In: Economics
You're the manager of Archer-Daniels Midland Company (ADM). ADM uses corn to produce high fructose corn syrup (HFCS) and corn oil (e.g., Mazola). Assume that the production of corn oil is positively related to the production of oil. Write out a cost function and show that there are cost complementarity and economies of scope in the production of HFCS and corn oil.
Based on the solution to the last question, assume that you would like to increase production of HFCS and corn oil. You have decided to add night-shift to the production of these two products. The justification you have given your boss is that adding the night-shift does not increase fixed costs in the short-run. Based on economic theory, explain your justification.
Cost function for producing HFCS =>
C = f ( price of corn oil, price of oil )+ Fixed cost
There is cost complementarity and economies of scope in production of HFCS and corn oil because HFCS is also produced from corn and corn oil is also produced from corn. From corn, corn oil is produced and from corn oil, HFCS is produced. So both HFCS and corn oil should be produced together. Economies of scope here would be that cost of producing both together will be less than if they both are produced separately. Cost complementarity is that both HFCS and corn oil are produced from corn.

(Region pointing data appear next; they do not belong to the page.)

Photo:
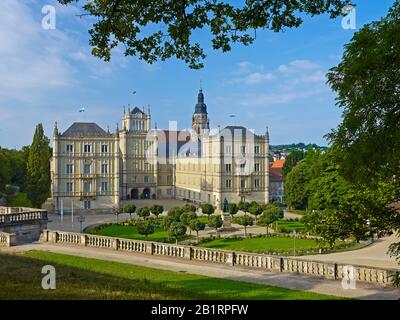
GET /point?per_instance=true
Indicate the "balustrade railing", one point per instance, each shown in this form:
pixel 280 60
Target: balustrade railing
pixel 328 270
pixel 18 215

So now if we want to increase production of corn oil and HFCS, then we can add night shift to the production of these two products. It does not increase fixed costs in the short run. Both these products need corn as the common material. If night shift is added, we dont need to pay the rent separately for the night. So in this case fixed cost is not increased. Instead we can produce more. Both these products need corn. There are Economies of scope.